Manuel A. and Gilbert S., 12 and 11 years of age respectively, are appellant's seventh and eighth children. Their father, at the time of their conception, was married and had seven other children. These children along with their mother are all being supported by the county department of public social services. The father is in Texas.

In 1964, when Norma was one month old, appellant left her with a friend for a short period. In March of that year appellant placed Norma with appellant's sister who cared for the child for nine years. When the sister divorced her husband Norma was placed in a county-sponsored foster home. She is now eligible for adoption.

The two boys, Gilbert and Manuel, have been in foster homes since they were five and six years old respectively.

Appellant has had no contact with Norma since early 1974. During the period of December 1971 to April 1975, appellant had three contacts with the two boys. One of these contacts was a meeting arranged by the Los Angeles County Department of Adoptions.

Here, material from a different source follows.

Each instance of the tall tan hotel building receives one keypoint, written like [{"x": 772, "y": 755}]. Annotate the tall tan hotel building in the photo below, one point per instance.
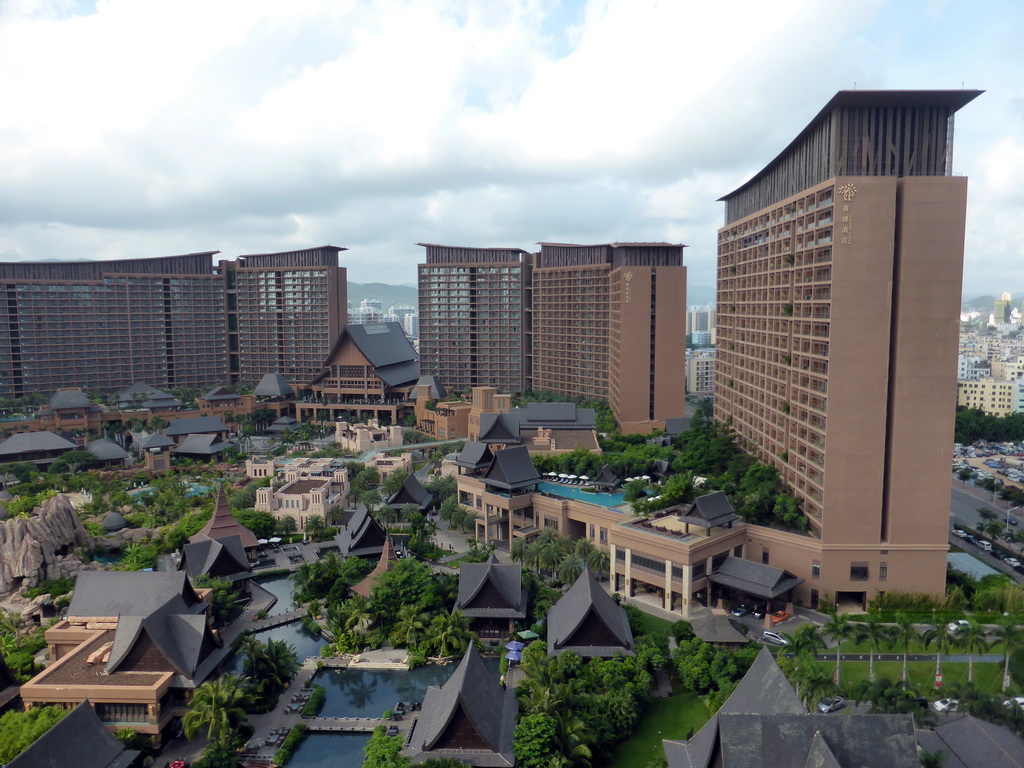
[{"x": 839, "y": 282}]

This matter was referred to the department of adoptions by the department of public social services in March of 1974. Subsequently, the department of adoptions made numerous efforts to contact appellant to discuss the matter of adoption. Appellant responded only once, that being in October of 1974.

Appellant has a history of mental disorder leading to hospitalization in 1973 and 1974. Following her release from the last hospitalization she was using the drug Thorazine, which according to her own testimony, made her "drunk and drowsy" and impaired her ability to function. In 1974, she told a case worker that she was not able or ready to take care of her children.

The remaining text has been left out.